A ruling has come down from the Connecticut Supreme Court today, as reported by Think Progress:
In a 4-3 ruling Tuesday afternoon, the Connecticut State Supreme Court overturned the sexual assault conviction of a man who had sex with a woman who “has severe cerebral palsy, has the intellectual functional equivalent of a 3-year-old and cannot verbally communicate.” The Court held that, because Connecticut statutes define physical incapacity for the purpose of sexual assault as “unconscious or for any other reason. . . physically unable to communicate unwillingness to an act,” the defendant could not be convicted if there was any chance that the victim could have communicated her lack of consent. Since the victim in this case was capable of “biting, kicking, scratching, screeching, groaning or gesturing,” the Court ruled that that victim could have communicated lack of consent despite her serious mental deficiencies:
When we consider this evidence in the light most favorable to sustaining the verdict, and in a manner that is consistent with the state’s theory of guilt at trial, we, like the Appellate Court, ‘are not persuaded that the state produced any credible evidence that the [victim] was either unconscious or so uncommunicative that she was physically incapable of manifesting to the defendant her lack of consent to sexual intercourse at the time of the alleged sexual assault.’
Sometimes it seems that all of the good words have already been used. The fact that with an intellectual equivalent of a 3-year old this woman would not even have known what she was refusing or consenting to doesn't seem to have occurred to these judges.
UPDATE:
Sparhawk, in the comments made the following observation:
There was no mental 3-year-old
The quoted article made an extremely stupid mistake and the diarist repeated it uncritically. See my comment below.
And he/she was right, the "3 year old" wording appeared both in the Think Progress article and the CT NBC affilitae that was quoted in the article. Reading the court decision more closely reveals that the "3 year old" was in another case entirely that the court cited in making its decision. The woman in this case had a higher IQ.
In reaching its determination, the Appellate Division acknowledged that ‘‘there may be situations under which the different factors that cause a victim to become incapable of consent overlap . . . . Indeed, one of the psychologists who testified on behalf of the [prosecution] indicated that while the victim, who is at the high end of the scale which is used to measure profound retardation, has rudimentary communication abilities, there are those on the low end of the scale used to measure profound mental retardation that have none. Such persons may, as a consequence of their mental retardation, or mental defect . . . be physically unable to communicate unwillingness to an act . . . . [In this case], however, the [prosecution] failed to estab- lish that such an overlap exists.’’17 (Citations omitted.) Id., 309–10.
Emphasis is mine.
Apologies for the confusion and the repetition of this error.

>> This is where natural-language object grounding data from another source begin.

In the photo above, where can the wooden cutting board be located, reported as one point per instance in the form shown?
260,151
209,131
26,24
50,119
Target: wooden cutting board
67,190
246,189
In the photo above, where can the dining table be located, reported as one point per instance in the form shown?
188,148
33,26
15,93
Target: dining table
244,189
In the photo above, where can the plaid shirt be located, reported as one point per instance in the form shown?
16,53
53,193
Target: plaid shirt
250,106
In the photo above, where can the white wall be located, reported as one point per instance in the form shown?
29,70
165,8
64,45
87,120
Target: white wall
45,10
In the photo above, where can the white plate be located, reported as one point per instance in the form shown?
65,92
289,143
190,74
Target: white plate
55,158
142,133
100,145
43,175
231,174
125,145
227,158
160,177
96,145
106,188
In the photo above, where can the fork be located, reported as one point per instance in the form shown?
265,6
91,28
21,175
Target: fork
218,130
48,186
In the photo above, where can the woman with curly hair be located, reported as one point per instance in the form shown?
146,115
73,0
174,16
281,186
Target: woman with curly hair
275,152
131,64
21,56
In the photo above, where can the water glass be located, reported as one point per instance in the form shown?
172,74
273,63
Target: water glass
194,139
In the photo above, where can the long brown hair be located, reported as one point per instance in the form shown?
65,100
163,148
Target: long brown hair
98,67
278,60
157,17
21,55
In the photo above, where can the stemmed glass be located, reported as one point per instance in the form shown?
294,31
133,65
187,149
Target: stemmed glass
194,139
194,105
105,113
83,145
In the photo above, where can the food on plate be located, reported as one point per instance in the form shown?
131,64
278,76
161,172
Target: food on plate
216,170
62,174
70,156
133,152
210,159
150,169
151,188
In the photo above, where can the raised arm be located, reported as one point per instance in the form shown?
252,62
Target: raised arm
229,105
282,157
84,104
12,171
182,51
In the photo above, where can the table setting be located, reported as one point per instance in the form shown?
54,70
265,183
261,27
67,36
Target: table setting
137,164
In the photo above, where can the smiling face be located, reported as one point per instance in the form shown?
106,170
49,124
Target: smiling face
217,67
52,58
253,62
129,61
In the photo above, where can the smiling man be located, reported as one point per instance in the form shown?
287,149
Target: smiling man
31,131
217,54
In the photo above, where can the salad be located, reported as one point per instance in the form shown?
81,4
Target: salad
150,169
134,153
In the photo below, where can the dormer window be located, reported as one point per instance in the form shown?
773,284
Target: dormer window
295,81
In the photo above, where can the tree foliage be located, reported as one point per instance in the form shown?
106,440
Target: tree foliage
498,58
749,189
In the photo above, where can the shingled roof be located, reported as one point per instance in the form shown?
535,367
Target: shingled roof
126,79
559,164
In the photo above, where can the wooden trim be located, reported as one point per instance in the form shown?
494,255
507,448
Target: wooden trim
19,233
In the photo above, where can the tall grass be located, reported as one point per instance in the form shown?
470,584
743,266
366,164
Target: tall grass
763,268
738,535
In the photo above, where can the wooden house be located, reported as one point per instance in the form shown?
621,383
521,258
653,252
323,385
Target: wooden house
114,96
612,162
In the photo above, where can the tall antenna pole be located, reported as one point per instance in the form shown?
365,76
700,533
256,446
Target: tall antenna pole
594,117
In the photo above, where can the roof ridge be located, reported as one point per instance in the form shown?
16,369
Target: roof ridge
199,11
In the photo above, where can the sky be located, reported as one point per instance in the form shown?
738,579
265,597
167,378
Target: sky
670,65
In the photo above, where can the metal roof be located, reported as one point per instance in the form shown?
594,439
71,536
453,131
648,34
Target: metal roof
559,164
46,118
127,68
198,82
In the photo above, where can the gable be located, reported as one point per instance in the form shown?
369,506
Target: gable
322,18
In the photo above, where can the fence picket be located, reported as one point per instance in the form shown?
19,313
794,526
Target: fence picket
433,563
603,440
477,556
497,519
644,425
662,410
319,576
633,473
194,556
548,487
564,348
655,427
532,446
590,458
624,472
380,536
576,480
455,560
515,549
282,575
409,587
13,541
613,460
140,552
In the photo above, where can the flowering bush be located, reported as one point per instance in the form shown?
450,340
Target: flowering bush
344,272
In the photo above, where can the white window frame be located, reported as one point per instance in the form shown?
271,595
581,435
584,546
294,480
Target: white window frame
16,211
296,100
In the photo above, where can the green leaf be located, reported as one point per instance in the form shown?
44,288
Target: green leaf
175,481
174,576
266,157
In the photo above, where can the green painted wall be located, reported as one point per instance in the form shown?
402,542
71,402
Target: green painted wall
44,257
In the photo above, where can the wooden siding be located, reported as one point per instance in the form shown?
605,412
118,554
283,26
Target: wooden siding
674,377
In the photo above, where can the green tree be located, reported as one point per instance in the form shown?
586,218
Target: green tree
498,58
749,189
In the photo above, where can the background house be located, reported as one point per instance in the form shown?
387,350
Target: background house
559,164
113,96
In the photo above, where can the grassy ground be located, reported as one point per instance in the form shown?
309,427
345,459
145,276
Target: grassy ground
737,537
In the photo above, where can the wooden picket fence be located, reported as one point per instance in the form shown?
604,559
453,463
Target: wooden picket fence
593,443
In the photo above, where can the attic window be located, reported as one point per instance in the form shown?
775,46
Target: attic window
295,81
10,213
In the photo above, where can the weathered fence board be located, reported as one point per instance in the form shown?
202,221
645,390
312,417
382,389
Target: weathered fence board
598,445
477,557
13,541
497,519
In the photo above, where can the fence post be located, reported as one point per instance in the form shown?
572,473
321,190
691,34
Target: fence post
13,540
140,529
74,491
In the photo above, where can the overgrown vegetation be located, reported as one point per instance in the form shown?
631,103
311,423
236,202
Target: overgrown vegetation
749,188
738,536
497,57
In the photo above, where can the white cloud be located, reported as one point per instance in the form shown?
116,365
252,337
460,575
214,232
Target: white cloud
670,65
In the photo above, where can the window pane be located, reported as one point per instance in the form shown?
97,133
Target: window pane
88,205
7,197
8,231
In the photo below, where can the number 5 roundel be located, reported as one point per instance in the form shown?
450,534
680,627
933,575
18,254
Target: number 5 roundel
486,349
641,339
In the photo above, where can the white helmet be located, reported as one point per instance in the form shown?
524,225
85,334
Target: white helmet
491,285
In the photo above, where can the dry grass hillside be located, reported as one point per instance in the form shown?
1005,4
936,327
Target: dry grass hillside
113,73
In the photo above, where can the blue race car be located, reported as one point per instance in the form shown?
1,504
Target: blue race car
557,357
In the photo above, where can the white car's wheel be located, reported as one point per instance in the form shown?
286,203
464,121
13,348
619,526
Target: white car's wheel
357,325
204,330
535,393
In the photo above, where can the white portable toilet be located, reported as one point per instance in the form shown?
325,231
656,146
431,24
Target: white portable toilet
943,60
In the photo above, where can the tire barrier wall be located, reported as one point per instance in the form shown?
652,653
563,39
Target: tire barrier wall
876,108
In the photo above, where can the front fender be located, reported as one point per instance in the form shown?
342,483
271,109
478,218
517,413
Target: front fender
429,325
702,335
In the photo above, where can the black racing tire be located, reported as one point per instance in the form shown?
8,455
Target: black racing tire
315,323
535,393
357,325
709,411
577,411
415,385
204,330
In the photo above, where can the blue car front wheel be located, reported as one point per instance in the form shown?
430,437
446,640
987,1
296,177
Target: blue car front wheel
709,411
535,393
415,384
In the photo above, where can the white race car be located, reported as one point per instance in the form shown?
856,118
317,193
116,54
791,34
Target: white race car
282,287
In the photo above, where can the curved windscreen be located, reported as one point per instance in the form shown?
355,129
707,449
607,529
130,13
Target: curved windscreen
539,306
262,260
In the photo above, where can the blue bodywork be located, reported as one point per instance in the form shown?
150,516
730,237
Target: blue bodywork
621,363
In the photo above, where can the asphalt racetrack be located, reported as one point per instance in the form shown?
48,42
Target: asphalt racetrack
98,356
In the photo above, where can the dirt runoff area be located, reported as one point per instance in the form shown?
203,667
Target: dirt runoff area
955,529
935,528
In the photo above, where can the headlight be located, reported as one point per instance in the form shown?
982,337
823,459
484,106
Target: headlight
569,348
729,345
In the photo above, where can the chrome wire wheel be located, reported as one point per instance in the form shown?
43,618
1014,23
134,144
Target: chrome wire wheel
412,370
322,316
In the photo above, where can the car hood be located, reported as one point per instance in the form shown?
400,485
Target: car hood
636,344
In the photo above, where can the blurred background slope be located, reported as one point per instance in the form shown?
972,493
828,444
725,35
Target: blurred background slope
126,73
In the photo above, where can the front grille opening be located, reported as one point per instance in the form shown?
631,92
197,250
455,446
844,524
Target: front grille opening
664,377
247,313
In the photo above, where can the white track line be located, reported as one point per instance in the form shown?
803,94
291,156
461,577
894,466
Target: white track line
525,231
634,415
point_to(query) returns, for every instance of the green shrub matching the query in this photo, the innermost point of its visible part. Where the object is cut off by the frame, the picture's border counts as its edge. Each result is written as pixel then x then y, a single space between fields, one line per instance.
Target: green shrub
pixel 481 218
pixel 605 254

AsVillanova Rhodes pointed out in the comments, the fault may well lie with the state that brought charges under the wrong statute:
Indeed, as the Appellate Court suggested; see State v. Fourtin, supra, 118 Conn. App. 49; this appears to be a case in which the state ultimately proceeded against the defendant under the wrong statute. Originally, the state also had charged the defendant with sexual assault in the second degree in violation of § 53a-71 (a) (2), attempt to commit sexual assault in the second degree in violation of §§ 53a-71 (a) (2) and 53a-49 (a) (2), and sexual assault in the second degree in violation of General Statutes (Rev. to 2005) § 53a-73a (a) (1) (B), all of which require that the victim be unable to consent to sexual intercourse because the victim is ‘‘mentally defective . . . .’’ Because the evidence established that the victim’s cognitive abilities are significantly limited, the state could well have prosecuted the defendant under those provisions. The record does not indicate why the state decided not to do so and opted instead to pursue charges requiring proof that the victim was physically helpless. By electing to prove that the victim was physically helpless rather than mentally defective, the state removed from the case all issues pertaining to the victim’s mental capacity to consent to sex.
So, instead of the judges, our ire should probably be directed at the prosecution team for failure to prosecute under the correct charges.